Lienemann Brianna A, Unger Jennifer B, Cruz Tess Boley, Chu Kar-Hai
Department of Preventive Medicine, Keck School of Medicine, University of Southern California, Los Angeles, CA, United States.
J Med Internet Res. 2017 Mar 31;19(3):e91. doi: 10.2196/jmir.7022.
As Twitter has grown in popularity to 313 million monthly active users, researchers have increasingly been using it as a data source for tobacco-related research.
The objective of this systematic review was to assess the methodological approaches of categorically coded tobacco Twitter data and make recommendations for future studies.
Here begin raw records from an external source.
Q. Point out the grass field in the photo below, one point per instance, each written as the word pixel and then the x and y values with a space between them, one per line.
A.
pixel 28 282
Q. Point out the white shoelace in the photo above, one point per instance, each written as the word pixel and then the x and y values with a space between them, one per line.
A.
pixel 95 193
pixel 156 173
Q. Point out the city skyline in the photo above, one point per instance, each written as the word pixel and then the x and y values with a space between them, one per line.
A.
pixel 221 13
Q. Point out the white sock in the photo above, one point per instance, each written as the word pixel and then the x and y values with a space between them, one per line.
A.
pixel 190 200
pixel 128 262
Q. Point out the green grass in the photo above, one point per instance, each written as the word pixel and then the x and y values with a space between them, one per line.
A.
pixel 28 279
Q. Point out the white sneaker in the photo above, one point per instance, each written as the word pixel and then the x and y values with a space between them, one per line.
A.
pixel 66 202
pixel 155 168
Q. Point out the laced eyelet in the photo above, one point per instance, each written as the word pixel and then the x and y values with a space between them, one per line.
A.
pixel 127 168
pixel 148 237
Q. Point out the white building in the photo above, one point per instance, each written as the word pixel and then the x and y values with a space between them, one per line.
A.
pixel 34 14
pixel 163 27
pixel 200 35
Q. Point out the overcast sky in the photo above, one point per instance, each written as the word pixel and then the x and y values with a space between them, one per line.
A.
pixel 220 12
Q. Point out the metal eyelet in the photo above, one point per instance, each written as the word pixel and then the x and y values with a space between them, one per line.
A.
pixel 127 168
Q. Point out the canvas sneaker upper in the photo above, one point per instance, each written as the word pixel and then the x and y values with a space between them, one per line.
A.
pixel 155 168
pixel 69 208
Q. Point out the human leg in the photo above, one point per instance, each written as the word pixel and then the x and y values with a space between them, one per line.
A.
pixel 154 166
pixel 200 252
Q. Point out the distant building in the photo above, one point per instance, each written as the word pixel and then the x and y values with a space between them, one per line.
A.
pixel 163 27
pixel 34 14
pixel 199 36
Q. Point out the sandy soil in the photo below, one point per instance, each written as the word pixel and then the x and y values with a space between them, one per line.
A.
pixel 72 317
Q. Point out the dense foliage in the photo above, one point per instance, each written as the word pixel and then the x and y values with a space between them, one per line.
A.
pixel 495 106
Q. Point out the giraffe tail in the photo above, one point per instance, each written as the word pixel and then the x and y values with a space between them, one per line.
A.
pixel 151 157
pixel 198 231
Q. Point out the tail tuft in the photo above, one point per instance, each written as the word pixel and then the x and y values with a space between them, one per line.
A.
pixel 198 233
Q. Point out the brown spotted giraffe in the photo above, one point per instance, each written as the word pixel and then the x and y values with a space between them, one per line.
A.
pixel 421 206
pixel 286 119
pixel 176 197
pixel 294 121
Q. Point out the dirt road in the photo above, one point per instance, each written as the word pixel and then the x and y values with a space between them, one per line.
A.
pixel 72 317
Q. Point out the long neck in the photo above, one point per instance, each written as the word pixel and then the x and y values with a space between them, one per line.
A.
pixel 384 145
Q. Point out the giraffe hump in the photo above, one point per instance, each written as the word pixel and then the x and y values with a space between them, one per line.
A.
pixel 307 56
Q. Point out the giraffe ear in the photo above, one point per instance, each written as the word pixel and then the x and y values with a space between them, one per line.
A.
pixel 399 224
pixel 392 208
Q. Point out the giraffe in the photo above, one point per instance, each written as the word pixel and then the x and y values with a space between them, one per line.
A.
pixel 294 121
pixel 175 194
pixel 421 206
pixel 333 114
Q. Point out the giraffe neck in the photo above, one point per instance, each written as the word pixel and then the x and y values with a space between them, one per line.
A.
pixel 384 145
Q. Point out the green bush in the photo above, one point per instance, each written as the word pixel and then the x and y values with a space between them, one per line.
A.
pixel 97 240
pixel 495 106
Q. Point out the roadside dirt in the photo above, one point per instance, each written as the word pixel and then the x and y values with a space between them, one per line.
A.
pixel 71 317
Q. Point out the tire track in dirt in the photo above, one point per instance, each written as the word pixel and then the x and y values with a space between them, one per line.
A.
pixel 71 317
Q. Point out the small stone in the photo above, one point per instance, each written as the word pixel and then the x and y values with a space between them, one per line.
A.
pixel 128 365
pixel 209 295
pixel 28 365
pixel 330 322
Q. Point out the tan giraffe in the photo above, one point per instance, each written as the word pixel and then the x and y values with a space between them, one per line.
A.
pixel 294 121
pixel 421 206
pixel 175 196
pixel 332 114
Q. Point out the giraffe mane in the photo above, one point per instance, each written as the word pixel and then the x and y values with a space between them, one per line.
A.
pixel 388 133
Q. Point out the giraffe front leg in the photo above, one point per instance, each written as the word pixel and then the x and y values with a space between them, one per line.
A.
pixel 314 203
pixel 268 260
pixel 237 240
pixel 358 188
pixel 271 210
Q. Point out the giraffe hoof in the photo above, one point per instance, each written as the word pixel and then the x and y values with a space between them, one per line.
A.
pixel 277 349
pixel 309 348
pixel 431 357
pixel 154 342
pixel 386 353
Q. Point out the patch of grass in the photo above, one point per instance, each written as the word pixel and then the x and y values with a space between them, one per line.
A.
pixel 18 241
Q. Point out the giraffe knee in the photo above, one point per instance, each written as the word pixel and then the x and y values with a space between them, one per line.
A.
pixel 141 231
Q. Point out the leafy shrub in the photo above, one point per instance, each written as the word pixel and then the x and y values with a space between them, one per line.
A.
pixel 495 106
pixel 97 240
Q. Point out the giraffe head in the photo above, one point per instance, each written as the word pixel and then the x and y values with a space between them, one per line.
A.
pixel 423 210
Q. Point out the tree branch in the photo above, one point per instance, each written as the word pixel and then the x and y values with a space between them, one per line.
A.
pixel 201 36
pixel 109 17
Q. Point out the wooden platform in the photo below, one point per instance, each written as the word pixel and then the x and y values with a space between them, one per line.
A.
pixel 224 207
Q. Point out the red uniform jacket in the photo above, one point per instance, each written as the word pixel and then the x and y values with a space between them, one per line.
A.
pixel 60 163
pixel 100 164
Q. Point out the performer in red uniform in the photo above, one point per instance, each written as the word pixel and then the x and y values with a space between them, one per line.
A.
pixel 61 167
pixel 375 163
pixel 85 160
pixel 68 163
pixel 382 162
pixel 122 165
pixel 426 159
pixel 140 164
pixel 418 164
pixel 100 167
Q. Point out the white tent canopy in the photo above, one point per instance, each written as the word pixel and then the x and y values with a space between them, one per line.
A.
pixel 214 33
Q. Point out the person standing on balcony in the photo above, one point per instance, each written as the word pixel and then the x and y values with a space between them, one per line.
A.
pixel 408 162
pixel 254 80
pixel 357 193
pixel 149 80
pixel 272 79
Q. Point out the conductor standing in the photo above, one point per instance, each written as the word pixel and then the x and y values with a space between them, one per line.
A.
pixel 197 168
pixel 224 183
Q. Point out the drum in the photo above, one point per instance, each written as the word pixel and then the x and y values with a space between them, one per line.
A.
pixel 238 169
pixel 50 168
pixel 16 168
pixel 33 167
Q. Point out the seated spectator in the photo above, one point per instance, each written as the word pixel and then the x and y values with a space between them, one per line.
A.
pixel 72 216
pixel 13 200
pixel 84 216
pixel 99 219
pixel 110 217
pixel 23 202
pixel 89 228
Data sources included PsycINFO, Web of Science, PubMed, ABI/INFORM, Communication Source, and Tobacco Regulatory Science. Searches were limited to peer-reviewed journals and conference proceedings in English from January 2006 to July 2016. The initial search identified 274 articles using a Twitter keyword and a tobacco keyword. One coder reviewed all abstracts and identified 27 articles that met the following inclusion criteria: (1) original research, (2) focused on tobacco or a tobacco product, (3) analyzed Twitter data, and (4) coded Twitter data categorically. One coder extracted data collection and coding methods.
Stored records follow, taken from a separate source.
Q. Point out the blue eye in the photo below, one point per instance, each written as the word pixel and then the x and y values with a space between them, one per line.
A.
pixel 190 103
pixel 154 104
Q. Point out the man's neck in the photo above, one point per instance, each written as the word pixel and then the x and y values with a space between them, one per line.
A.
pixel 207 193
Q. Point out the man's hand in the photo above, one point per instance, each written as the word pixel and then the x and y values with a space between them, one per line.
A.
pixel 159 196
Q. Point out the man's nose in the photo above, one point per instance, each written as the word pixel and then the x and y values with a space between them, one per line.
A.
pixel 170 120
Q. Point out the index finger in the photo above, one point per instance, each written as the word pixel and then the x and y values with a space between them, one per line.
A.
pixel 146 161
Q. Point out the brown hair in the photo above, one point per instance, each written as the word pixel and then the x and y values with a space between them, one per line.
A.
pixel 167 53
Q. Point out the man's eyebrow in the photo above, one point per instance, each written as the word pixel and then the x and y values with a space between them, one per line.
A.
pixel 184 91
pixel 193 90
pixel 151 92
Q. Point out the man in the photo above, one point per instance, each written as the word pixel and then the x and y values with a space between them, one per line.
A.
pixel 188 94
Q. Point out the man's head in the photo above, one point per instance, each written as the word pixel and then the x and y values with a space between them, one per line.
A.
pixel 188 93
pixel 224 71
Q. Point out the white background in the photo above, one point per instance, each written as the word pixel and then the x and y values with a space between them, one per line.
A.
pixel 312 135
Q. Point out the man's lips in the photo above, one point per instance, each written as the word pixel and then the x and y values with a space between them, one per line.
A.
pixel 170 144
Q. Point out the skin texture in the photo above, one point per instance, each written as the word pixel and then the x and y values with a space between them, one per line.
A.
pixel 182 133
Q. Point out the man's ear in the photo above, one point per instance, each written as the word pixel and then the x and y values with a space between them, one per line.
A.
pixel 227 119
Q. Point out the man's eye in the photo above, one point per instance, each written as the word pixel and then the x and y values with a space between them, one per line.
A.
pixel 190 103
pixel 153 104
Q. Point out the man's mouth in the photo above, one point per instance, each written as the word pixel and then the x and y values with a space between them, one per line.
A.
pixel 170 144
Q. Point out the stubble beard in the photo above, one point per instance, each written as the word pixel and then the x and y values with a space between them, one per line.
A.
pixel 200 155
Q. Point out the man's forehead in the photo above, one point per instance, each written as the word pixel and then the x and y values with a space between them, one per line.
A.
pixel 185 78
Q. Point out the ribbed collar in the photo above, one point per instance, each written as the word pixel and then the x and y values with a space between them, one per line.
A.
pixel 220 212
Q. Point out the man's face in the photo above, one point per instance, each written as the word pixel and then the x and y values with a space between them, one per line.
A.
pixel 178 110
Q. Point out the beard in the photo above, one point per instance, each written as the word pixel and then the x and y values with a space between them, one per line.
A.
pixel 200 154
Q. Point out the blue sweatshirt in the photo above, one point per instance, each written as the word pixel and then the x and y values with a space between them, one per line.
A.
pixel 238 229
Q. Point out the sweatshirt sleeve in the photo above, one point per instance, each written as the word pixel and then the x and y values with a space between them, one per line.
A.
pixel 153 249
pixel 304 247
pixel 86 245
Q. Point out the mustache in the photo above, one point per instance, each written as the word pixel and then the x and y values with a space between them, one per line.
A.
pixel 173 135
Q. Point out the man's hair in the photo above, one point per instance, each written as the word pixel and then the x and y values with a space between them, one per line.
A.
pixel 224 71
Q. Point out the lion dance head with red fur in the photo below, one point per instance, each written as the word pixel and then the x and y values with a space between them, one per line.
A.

E-cigarettes were the most common type of Twitter data analyzed, followed by specific tobacco campaigns. The most prevalent data sources were Gnip and Twitter's Streaming application programming interface (API). The primary methods of coding were hand-coding and machine learning. The studies predominantly coded for relevance, sentiment, theme, user or account, and location of user.
Standards for data collection and coding should be developed to be able to more easily compare and replicate tobacco-related Twitter results. Additional recommendations include the following: sample Twitter's databases multiple times, make a distinction between message attitude and emotional tone for sentiment, code images and URLs, and analyze user profiles. Being relatively novel and widely used among adolescents and black and Hispanic individuals, Twitter could provide a rich source of tobacco surveillance data among vulnerable populations.
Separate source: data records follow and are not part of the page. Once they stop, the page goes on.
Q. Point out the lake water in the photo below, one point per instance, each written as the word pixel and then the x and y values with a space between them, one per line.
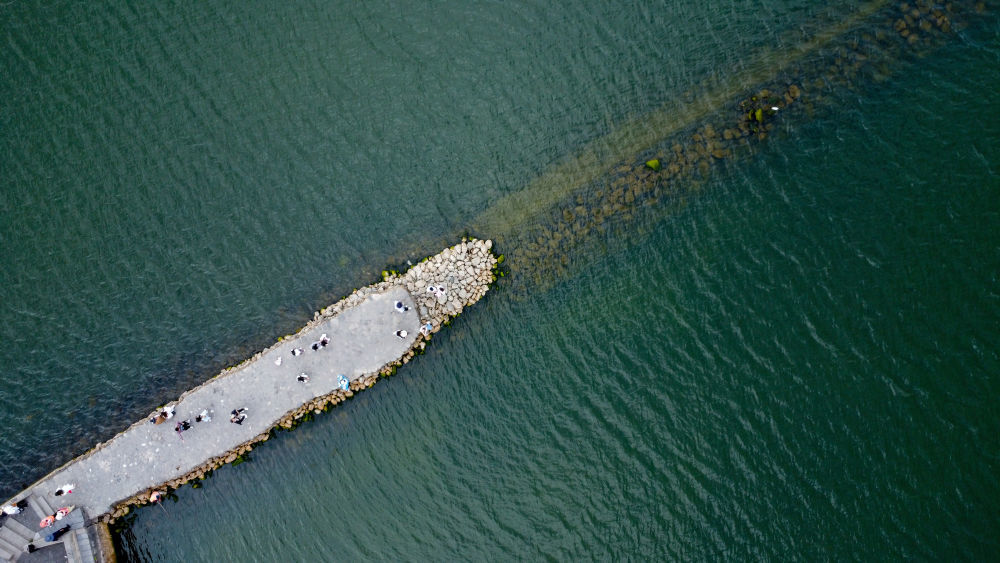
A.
pixel 789 355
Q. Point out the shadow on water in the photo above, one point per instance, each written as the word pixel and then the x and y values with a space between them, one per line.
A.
pixel 646 169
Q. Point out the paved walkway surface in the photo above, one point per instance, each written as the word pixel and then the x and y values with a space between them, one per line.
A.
pixel 362 340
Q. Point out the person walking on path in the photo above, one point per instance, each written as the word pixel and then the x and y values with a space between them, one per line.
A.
pixel 57 534
pixel 65 489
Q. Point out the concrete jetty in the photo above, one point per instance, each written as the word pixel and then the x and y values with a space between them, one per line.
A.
pixel 342 350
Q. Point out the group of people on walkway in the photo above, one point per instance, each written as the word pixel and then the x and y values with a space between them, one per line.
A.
pixel 166 413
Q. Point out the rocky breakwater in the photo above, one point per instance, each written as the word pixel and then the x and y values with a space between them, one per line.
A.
pixel 441 286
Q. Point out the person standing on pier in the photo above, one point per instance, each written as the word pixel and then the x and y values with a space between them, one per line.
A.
pixel 238 415
pixel 181 427
pixel 15 508
pixel 65 489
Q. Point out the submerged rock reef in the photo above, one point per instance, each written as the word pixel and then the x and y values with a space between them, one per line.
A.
pixel 734 120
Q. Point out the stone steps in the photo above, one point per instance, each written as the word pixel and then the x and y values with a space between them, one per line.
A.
pixel 84 545
pixel 7 551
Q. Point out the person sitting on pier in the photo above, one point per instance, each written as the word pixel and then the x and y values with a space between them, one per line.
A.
pixel 15 507
pixel 65 489
pixel 238 415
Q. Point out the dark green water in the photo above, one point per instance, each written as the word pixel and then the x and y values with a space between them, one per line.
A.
pixel 799 362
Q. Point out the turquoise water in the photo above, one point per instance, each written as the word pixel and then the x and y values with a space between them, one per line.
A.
pixel 798 362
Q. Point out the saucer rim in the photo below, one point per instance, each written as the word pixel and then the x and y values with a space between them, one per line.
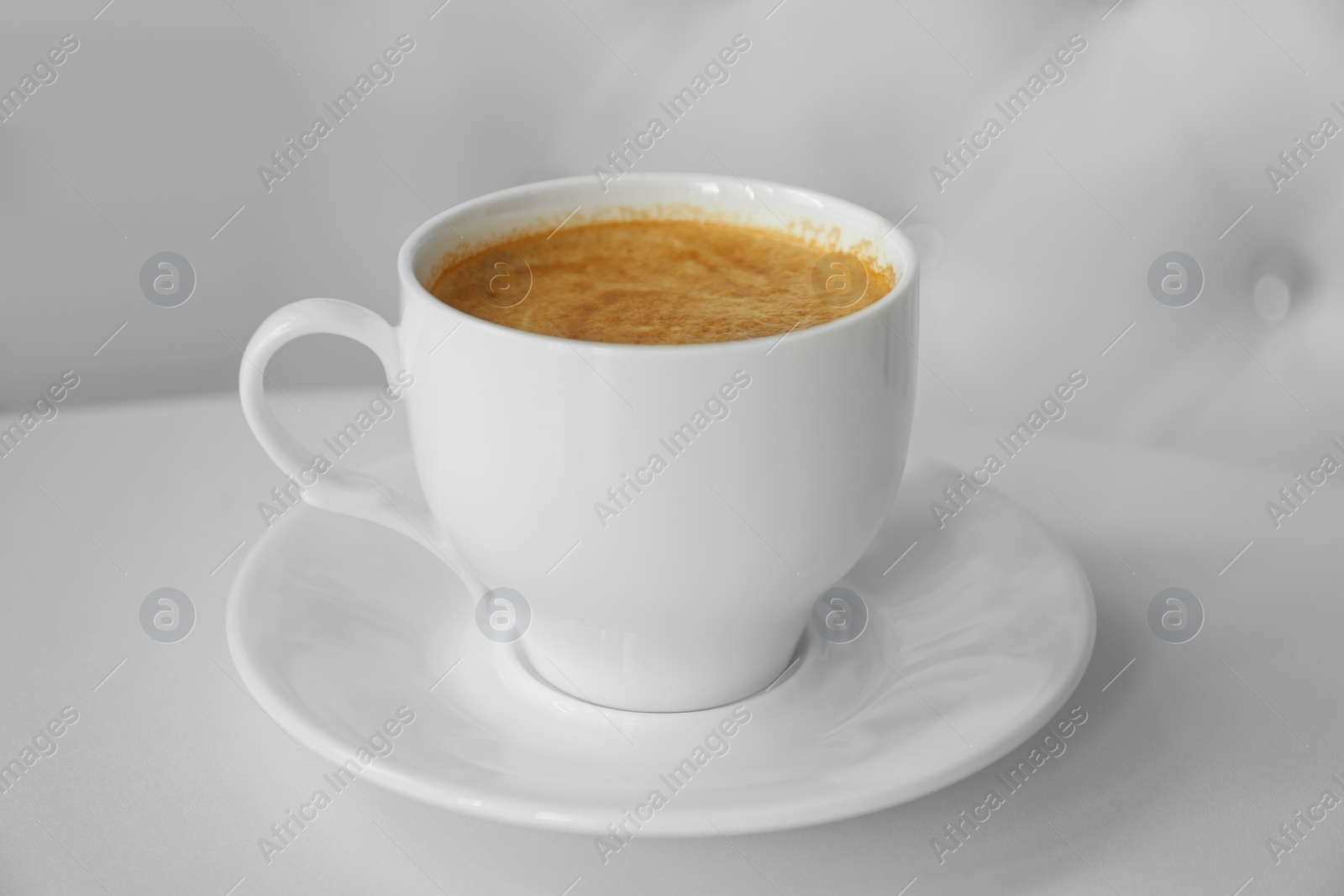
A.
pixel 544 815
随着推特的用户数量日益增长,每月活跃用户达3.13亿,研究人员越来越多地将其用作烟草相关研究的数据源。
本系统评价的目的是评估对推特上烟草数据进行分类编码的方法,并为未来研究提出建议。
数据来源包括心理学文摘数据库(PsycINFO)、科学引文索引(Web of Science)、医学期刊数据库(PubMed)、商业经济管理数据库(ABI/INFORM)、传播源数据库(Communication Source)和烟草监管科学数据库。搜索范围限于2006年1月至2016年7月期间以英文发表的同行评审期刊和会议论文。初步搜索通过使用推特关键词和烟草关键词识别出274篇文章。一名编码人员审阅了所有摘要,并确定了27篇符合以下纳入标准的文章:(1)原创研究;(2)聚焦于烟草或烟草制品;(3)分析推特数据;(4)对推特数据进行分类编码。一名编码人员提取了数据收集和编码方法。
电子烟是分析的推特数据中最常见的类型,其次是特定的烟草宣传活动。最普遍的数据来源是Gnip和推特的流式应用程序编程接口(API)。编码的主要方法是手工编码和机器学习。这些研究主要针对相关性、情感、主题、用户或账户以及用户位置进行编码。
应制定数据收集和编码标准,以便更轻松地比较和复制与烟草相关的推特研究结果。其他建议包括:多次对推特数据库进行采样;区分情感方面的信息态度和情感基调;对图像和网址进行编码;分析用户资料。推特相对新颖且在青少年以及黑人和西班牙裔人群中广泛使用,它可以为弱势群体提供丰富的烟草监测数据来源。